Reviews of The Ballad of Desmond Kale by Roger McDonald. |
[This novel has been shortlisted for the 2006 Miles Franklin award.]
[This novel has been shortlisted for the 2006 Miles Franklin award.]
Description from the publisher's page:
"In the early 1800s, out of the prison society of governors, redcoats, English gaolers, Irish convicts, and the few free settlers of Botany Bay, one had entured much farther inland than a few dozen miles from Sydney into the vast territory claimed, New South Wales. Or so it was believed until the escape of Desmond Kale and the vengeance of his rival, the wildly eccentric parson magistrate Matthew Stanton. THE BALLAD OF DESMOND KALE is Roger McDonald's broad-sweeping novel of the first days of British settlement in Australia. At the centre is Stanton's pursuit of Kale - an Irish political prisoner and a rebelliously brilliant breeder of sheep. The alchemy of wool fascinates, threatens, and transforms when it is discovered that fine wool thrives in New South Wales as nowhere else in in the world, producing veritable gold on sheep's backs. The laying to waste of Spain (Britain's chief supplier of fine wools) at the end of the Napoleonic wars, opens vast new opportunities of supply. THE BALLAD OF DESMOND KALE is both a love story of unusual interest and an epic novel of greed, ambition, conceit, and redemption. The novel is rich in its characterisations and the rawness of its settings, vigour of language, and vividness of personality. The action moves from the early Australian bush to the halls of Westminster, the mills of Yorkshire, the sierras of Spain, the wilds of the Southern Ocean, and returns at last into the far outback for its finale. Once the ballad is sung, ordinary experience is heightened, the world can never be the same again. A brilliant and inspired recreation of the early days of white Australian settlement by one of Australia's finest writers working at the height of his powers."
There don't seem to be any reviews of this novel which react badly to it. All reviewers seem to think it's a pretty impressive piece of work. Peter Pierce in "The Age", can
lead us off as well as anyone, and probably better than most: "McDonald's is a big, ambitious book, a winding tale that takes its due time. There are detours for intriguing subplots - a pregnancy, a feud between half-brothers, a shipwreck, the attempted theft of a map to the fabled inland of the colony, political intrigue over the governing of NSW. There is much detail about the breeding of sheep - the quality of their wool in consequence, the character of the men who are expert in this."

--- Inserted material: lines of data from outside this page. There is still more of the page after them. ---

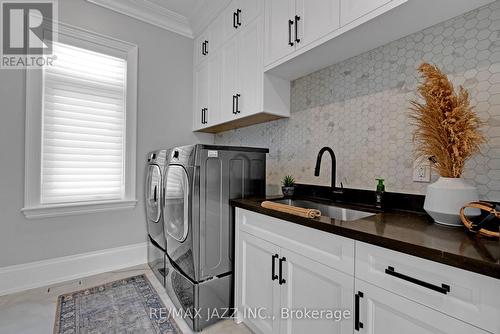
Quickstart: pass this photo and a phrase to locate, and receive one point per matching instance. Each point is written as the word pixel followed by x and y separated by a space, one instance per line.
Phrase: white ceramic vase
pixel 446 197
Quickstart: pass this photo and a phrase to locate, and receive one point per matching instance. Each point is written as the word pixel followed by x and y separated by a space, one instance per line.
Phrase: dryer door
pixel 153 189
pixel 176 203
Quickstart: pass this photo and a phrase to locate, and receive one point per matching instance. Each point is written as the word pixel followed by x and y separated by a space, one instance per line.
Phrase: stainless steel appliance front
pixel 199 182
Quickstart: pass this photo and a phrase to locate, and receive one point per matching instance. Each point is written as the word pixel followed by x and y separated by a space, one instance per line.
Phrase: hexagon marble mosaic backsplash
pixel 359 107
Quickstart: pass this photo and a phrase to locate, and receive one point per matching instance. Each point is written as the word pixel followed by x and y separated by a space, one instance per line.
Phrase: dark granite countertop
pixel 408 232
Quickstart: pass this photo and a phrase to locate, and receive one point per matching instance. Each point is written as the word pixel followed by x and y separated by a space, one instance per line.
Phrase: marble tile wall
pixel 359 107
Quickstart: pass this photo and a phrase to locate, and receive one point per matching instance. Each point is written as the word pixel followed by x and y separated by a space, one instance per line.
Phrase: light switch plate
pixel 422 170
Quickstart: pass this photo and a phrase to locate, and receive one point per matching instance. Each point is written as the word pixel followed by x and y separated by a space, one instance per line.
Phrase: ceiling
pixel 185 17
pixel 183 7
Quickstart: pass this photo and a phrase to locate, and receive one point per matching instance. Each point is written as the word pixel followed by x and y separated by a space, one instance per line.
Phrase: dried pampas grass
pixel 447 130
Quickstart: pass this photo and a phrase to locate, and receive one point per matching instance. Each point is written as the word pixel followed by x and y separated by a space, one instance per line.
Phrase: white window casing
pixel 81 127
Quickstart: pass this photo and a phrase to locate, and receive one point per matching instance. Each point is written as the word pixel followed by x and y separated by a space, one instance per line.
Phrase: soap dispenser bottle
pixel 379 194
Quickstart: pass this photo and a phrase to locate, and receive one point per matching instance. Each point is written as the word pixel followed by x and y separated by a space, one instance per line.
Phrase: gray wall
pixel 164 120
pixel 360 108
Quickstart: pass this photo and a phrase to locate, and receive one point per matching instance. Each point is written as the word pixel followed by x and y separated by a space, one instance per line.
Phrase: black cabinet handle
pixel 444 288
pixel 281 279
pixel 357 324
pixel 237 111
pixel 238 22
pixel 204 116
pixel 273 275
pixel 234 20
pixel 297 19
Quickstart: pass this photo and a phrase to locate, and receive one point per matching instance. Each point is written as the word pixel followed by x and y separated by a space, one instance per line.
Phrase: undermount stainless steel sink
pixel 331 211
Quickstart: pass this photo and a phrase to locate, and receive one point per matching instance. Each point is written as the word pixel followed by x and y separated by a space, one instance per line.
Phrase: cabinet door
pixel 354 9
pixel 383 312
pixel 229 18
pixel 229 78
pixel 314 19
pixel 201 45
pixel 258 291
pixel 313 286
pixel 248 11
pixel 201 94
pixel 250 70
pixel 278 32
pixel 214 88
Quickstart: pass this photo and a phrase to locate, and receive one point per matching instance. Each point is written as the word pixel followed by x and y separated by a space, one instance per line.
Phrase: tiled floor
pixel 33 311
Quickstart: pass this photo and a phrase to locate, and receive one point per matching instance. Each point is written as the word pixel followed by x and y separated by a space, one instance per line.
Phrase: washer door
pixel 176 203
pixel 153 188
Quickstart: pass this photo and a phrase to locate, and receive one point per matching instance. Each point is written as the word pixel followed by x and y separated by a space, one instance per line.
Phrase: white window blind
pixel 83 127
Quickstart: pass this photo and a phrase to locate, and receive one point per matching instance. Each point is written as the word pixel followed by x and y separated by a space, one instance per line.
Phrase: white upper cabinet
pixel 207 80
pixel 229 79
pixel 279 39
pixel 383 312
pixel 250 70
pixel 201 95
pixel 238 92
pixel 293 24
pixel 315 19
pixel 238 15
pixel 354 9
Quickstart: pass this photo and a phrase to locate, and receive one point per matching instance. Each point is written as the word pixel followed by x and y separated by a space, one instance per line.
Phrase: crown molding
pixel 149 12
pixel 204 13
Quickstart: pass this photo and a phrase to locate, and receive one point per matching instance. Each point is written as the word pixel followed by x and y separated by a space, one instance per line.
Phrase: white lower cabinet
pixel 384 312
pixel 283 269
pixel 284 292
pixel 314 287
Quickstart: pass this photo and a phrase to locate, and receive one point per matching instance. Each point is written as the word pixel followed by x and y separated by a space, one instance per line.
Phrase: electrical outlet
pixel 422 171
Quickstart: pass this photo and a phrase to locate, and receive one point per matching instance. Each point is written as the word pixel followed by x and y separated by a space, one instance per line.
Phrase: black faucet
pixel 334 168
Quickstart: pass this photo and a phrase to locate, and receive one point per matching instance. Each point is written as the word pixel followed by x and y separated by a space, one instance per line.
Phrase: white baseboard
pixel 47 272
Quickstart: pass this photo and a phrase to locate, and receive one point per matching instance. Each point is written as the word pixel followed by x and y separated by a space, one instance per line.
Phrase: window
pixel 80 127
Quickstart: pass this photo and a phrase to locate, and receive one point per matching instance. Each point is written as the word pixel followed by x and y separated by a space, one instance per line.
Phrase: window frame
pixel 33 137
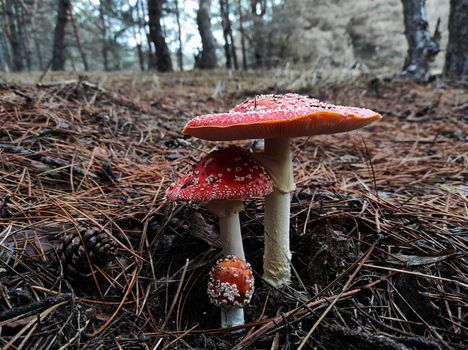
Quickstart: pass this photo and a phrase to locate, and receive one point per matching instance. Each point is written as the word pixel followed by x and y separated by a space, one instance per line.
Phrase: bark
pixel 23 35
pixel 34 35
pixel 207 58
pixel 78 41
pixel 137 35
pixel 456 59
pixel 12 31
pixel 259 42
pixel 163 56
pixel 104 41
pixel 422 46
pixel 58 51
pixel 141 13
pixel 242 33
pixel 5 58
pixel 180 57
pixel 229 47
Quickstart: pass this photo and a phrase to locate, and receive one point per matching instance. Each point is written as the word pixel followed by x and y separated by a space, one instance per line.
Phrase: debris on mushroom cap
pixel 271 116
pixel 229 173
pixel 231 282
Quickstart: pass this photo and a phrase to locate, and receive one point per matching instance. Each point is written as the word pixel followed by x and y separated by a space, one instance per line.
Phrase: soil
pixel 378 221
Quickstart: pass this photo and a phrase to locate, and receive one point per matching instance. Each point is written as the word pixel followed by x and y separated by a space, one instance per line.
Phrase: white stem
pixel 231 240
pixel 230 235
pixel 277 255
pixel 231 317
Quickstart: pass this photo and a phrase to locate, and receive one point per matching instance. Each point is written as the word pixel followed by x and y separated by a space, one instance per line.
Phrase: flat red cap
pixel 231 282
pixel 271 116
pixel 229 173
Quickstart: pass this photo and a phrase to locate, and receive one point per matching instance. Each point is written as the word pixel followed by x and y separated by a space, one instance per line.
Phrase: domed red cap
pixel 231 282
pixel 271 116
pixel 229 173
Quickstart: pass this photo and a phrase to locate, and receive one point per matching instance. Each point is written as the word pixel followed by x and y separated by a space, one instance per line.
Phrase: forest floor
pixel 378 221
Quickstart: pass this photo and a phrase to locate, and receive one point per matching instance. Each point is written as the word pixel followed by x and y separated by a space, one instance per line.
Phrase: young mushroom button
pixel 222 180
pixel 277 118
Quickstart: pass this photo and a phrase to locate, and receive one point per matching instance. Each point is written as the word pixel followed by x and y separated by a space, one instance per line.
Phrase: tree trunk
pixel 104 42
pixel 179 37
pixel 229 47
pixel 422 46
pixel 242 33
pixel 11 29
pixel 5 59
pixel 207 58
pixel 259 41
pixel 58 52
pixel 163 56
pixel 23 35
pixel 34 35
pixel 456 58
pixel 78 41
pixel 141 13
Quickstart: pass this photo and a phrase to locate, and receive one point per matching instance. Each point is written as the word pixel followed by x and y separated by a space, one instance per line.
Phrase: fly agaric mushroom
pixel 223 179
pixel 277 118
pixel 230 287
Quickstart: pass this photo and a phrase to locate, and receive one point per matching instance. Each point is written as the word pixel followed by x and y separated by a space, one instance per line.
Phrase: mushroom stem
pixel 230 235
pixel 277 256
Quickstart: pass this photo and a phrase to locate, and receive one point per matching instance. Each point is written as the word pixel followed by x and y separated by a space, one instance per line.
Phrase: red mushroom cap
pixel 229 173
pixel 231 282
pixel 271 116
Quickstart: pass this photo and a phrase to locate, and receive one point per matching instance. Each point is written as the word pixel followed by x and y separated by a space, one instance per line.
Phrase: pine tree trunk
pixel 141 13
pixel 229 48
pixel 23 35
pixel 422 46
pixel 163 55
pixel 456 59
pixel 58 52
pixel 180 56
pixel 34 35
pixel 104 42
pixel 5 58
pixel 242 33
pixel 259 41
pixel 207 58
pixel 13 35
pixel 78 41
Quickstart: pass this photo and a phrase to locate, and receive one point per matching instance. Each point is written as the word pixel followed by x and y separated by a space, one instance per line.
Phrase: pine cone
pixel 77 250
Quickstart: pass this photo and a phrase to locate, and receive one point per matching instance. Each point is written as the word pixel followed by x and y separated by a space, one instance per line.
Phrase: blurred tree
pixel 206 59
pixel 12 16
pixel 58 52
pixel 163 56
pixel 456 58
pixel 261 35
pixel 180 56
pixel 105 6
pixel 229 47
pixel 78 40
pixel 242 34
pixel 422 46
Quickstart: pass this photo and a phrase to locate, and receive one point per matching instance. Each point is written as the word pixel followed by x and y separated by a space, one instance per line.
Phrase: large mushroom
pixel 277 118
pixel 222 180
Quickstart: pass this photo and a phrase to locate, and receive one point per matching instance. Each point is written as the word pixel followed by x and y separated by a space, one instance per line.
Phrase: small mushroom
pixel 230 287
pixel 277 118
pixel 223 179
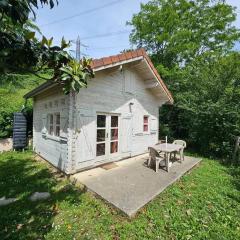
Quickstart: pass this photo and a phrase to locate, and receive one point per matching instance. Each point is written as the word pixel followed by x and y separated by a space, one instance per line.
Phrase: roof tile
pixel 97 63
pixel 107 60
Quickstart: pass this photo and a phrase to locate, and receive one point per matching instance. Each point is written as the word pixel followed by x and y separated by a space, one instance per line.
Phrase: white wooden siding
pixel 117 92
pixel 112 92
pixel 53 149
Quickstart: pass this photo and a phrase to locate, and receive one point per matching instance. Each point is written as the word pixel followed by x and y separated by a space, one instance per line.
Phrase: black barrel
pixel 19 131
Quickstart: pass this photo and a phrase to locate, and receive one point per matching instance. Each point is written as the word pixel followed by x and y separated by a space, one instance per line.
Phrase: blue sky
pixel 90 24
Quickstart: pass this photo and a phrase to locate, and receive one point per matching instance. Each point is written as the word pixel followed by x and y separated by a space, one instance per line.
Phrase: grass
pixel 204 204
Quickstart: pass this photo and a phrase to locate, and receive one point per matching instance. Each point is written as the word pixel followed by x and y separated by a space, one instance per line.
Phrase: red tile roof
pixel 102 62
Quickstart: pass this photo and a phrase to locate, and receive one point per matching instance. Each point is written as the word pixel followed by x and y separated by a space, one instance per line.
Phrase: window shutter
pixel 86 127
pixel 154 125
pixel 44 123
pixel 127 134
pixel 64 123
pixel 129 82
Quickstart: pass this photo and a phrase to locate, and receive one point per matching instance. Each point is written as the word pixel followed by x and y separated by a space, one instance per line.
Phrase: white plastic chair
pixel 154 156
pixel 181 152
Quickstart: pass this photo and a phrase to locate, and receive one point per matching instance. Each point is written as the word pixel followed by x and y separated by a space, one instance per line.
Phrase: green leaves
pixel 178 31
pixel 30 35
pixel 75 75
pixel 20 51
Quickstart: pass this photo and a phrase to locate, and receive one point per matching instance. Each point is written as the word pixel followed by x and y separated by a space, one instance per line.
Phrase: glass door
pixel 114 135
pixel 101 135
pixel 107 143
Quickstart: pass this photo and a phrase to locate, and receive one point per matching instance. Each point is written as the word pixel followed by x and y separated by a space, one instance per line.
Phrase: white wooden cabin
pixel 115 117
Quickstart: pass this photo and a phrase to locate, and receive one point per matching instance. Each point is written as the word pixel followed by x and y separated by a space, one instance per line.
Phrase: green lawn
pixel 204 204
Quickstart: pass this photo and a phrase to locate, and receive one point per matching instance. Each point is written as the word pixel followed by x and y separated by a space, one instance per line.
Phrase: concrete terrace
pixel 130 184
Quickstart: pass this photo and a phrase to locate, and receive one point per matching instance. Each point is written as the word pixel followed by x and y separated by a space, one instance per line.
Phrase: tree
pixel 207 112
pixel 177 31
pixel 191 43
pixel 20 51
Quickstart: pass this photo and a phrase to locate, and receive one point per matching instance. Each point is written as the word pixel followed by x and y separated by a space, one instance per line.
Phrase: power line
pixel 83 12
pixel 106 34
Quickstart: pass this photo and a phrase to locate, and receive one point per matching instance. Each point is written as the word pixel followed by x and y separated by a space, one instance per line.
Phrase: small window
pixel 50 124
pixel 54 124
pixel 57 125
pixel 145 123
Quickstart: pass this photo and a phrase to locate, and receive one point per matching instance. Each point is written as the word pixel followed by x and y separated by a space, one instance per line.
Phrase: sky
pixel 100 24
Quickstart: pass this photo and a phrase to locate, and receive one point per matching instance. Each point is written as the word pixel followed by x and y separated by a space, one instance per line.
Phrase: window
pixel 50 124
pixel 145 123
pixel 54 124
pixel 57 125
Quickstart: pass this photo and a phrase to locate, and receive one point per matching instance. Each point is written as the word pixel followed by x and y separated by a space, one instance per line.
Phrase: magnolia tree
pixel 22 52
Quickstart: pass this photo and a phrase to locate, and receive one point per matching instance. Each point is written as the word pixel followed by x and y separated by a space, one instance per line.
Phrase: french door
pixel 107 142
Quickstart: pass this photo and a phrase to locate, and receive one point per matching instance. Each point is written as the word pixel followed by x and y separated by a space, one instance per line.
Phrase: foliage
pixel 12 89
pixel 177 31
pixel 207 111
pixel 22 52
pixel 202 205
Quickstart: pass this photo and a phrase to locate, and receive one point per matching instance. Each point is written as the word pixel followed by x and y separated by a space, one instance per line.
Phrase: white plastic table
pixel 168 149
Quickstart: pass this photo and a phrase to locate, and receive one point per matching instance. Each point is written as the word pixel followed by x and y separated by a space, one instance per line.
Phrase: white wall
pixel 112 92
pixel 53 149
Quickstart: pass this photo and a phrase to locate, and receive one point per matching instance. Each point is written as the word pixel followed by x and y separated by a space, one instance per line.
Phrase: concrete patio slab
pixel 131 184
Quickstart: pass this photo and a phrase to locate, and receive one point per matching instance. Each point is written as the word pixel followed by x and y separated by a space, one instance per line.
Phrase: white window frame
pixel 54 125
pixel 146 124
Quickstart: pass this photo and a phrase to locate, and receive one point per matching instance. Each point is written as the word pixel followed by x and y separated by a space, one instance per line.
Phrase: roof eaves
pixel 39 89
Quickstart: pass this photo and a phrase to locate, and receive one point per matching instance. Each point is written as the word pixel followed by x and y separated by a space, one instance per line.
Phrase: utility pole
pixel 78 49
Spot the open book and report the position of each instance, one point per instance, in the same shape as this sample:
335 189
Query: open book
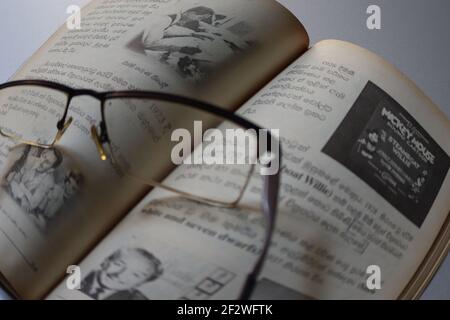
364 177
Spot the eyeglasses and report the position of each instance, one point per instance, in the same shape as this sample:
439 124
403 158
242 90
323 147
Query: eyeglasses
141 131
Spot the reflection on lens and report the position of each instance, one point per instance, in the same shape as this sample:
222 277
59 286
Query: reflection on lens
31 113
214 157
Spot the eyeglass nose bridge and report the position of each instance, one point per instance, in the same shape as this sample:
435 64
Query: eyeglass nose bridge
99 139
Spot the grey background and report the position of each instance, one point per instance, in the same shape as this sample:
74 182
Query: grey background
414 37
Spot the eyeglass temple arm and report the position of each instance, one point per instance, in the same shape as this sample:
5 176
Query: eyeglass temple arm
269 208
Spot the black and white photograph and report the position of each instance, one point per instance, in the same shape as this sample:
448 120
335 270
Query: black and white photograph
121 274
193 40
149 269
384 145
40 183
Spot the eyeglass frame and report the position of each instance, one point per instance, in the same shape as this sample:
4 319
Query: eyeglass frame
271 182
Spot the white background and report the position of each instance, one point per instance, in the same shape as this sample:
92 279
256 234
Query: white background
414 37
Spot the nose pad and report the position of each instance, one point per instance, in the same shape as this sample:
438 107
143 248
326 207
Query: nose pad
98 144
64 128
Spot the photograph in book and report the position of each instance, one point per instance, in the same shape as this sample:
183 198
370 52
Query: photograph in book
193 40
383 145
153 271
40 182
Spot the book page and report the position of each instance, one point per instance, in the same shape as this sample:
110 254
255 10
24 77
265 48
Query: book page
364 183
56 204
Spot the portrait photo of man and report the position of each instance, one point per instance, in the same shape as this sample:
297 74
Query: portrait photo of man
39 184
121 274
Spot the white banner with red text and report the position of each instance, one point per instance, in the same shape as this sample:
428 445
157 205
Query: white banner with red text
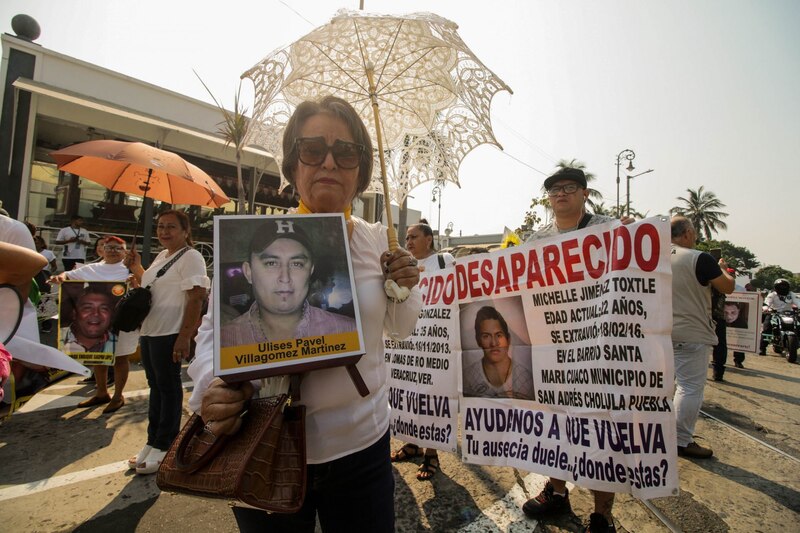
560 355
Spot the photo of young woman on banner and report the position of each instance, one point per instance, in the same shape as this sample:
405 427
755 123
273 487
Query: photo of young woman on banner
496 356
85 312
284 295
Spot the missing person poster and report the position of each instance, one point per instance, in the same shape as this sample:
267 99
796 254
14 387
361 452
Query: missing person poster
423 386
284 296
564 354
596 308
742 313
86 309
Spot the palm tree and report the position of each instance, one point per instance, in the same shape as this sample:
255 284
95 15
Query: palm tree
594 194
233 129
702 208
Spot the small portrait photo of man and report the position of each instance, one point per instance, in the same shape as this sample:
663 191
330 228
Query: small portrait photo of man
496 350
736 314
291 281
85 313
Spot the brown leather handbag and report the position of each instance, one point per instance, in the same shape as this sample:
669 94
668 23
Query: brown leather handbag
263 464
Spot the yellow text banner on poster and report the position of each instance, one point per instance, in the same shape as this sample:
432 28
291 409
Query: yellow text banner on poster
93 358
288 351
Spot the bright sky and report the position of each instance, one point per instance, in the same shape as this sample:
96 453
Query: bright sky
704 91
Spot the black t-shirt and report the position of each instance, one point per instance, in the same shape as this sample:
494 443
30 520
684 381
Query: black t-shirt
706 269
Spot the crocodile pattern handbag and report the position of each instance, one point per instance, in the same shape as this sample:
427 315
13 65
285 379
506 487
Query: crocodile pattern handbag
263 464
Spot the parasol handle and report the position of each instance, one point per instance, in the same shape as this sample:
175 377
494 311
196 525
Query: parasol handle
391 233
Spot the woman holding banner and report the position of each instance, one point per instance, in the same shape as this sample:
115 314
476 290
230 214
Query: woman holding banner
419 241
328 159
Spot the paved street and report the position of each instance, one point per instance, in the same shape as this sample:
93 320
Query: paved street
63 469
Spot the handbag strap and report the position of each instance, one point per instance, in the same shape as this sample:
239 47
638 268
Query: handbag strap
163 270
585 220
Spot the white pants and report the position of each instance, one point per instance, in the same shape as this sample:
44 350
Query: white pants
691 368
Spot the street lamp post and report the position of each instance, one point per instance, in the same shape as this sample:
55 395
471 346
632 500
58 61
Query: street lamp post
629 155
628 190
437 197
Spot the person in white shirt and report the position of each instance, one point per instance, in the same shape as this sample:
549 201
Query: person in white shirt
350 484
75 240
41 247
167 330
779 299
111 268
419 241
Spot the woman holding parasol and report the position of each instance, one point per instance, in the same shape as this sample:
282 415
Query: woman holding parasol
328 160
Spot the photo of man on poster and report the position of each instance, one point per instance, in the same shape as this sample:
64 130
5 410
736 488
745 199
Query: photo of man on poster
86 311
281 268
736 314
498 369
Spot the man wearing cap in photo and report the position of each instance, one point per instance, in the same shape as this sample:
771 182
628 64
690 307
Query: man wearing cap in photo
280 269
568 194
110 268
90 331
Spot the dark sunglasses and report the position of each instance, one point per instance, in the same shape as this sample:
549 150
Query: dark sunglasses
312 151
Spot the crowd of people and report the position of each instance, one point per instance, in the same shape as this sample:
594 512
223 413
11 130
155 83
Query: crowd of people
350 480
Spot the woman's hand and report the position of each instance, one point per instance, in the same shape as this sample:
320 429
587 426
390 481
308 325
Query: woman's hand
182 347
134 263
58 279
401 267
223 405
133 281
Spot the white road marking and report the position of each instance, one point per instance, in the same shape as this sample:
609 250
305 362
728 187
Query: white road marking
43 401
26 489
505 515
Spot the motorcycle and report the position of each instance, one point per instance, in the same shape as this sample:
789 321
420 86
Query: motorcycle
785 329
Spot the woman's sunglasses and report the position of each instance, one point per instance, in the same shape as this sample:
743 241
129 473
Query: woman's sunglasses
312 151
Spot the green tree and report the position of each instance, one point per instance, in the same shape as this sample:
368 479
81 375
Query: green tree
703 209
234 128
739 258
600 208
594 194
765 277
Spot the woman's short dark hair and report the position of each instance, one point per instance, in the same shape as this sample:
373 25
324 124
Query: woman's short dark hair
489 313
426 230
183 220
340 109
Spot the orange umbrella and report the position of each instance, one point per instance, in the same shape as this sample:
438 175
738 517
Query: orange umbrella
143 170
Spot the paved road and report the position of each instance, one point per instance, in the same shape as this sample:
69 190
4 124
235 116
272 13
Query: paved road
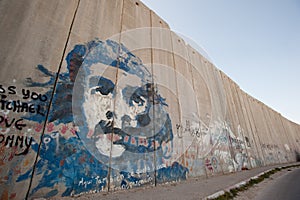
286 187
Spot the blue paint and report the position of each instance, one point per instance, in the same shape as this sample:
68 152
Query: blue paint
65 165
75 162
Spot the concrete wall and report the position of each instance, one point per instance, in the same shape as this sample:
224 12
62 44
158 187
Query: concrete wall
100 96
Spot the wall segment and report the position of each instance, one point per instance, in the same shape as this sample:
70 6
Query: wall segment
101 95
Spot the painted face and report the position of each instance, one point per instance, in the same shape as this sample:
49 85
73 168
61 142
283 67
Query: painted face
123 115
114 111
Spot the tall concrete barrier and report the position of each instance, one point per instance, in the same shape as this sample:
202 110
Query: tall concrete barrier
98 96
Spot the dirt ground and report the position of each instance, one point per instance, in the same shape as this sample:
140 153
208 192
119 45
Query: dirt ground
254 191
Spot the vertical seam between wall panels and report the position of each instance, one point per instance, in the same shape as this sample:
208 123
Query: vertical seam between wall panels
152 90
284 130
177 94
243 121
50 102
114 105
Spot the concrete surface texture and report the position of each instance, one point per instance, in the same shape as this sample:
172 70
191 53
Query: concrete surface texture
100 96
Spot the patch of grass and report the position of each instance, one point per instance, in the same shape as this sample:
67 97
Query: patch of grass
234 191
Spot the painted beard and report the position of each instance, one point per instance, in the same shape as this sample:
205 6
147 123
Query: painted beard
114 141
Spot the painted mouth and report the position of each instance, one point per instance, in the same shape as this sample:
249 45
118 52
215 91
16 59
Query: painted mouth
133 143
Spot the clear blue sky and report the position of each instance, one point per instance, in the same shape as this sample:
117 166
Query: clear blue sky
255 42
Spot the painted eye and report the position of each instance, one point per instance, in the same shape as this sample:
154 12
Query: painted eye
47 140
54 134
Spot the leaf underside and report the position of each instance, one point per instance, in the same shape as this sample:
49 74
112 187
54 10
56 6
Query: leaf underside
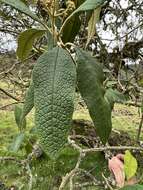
54 78
29 101
90 83
20 6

In "Australian Book Review", Michael Williams starts off a bit fixated on the sheep aspect: "How much do you care about sheep? I mean really care about sheep. Because The Ballad of Desmond Kale is up to its woolly neck in them." He does go on from there, which is a blessing: "It's an unusual and inspired variation on the classic Australian colonial novel of hunters for fortune, for identity and for redemption." But Williams does have a few words of caution to impart along with the praise. "This
is a big book that spends a little too long luxuriating in the fun of its grandeurs and at points fails to sustain its narrative drive. The big historical novels that it seems to be emulating have a much clearer sense of focus and of forward momentum. But McDonald does embrace adventure, and at its best, with betrayals and love, ship-wrecks and double-crosses, this is a rollicking good read."
Stella Clarke also considers at the novel in "The Weekend Australian" and is pretty impressed: "Roger McDonald is a riot. This story is balladry of distinction, laid out in prose. He combines a love of intrigue and high adventure with a defiant, lyrical, vigorous way of telling...Here are art and excitement, mixed to magnificent strength. Here are pain and passion, eased through the circumspect medium of a charismatic, old-fashioned style, then springing at you in a gutsy twist of phrase."
Phil
Brown, at "The Brisbane News" probably sums it up for all of us: "This is one of the must-read Australian books of 2005." And it comes as no surprise, to me at least, that I'm still to read it and it's now mid-2006.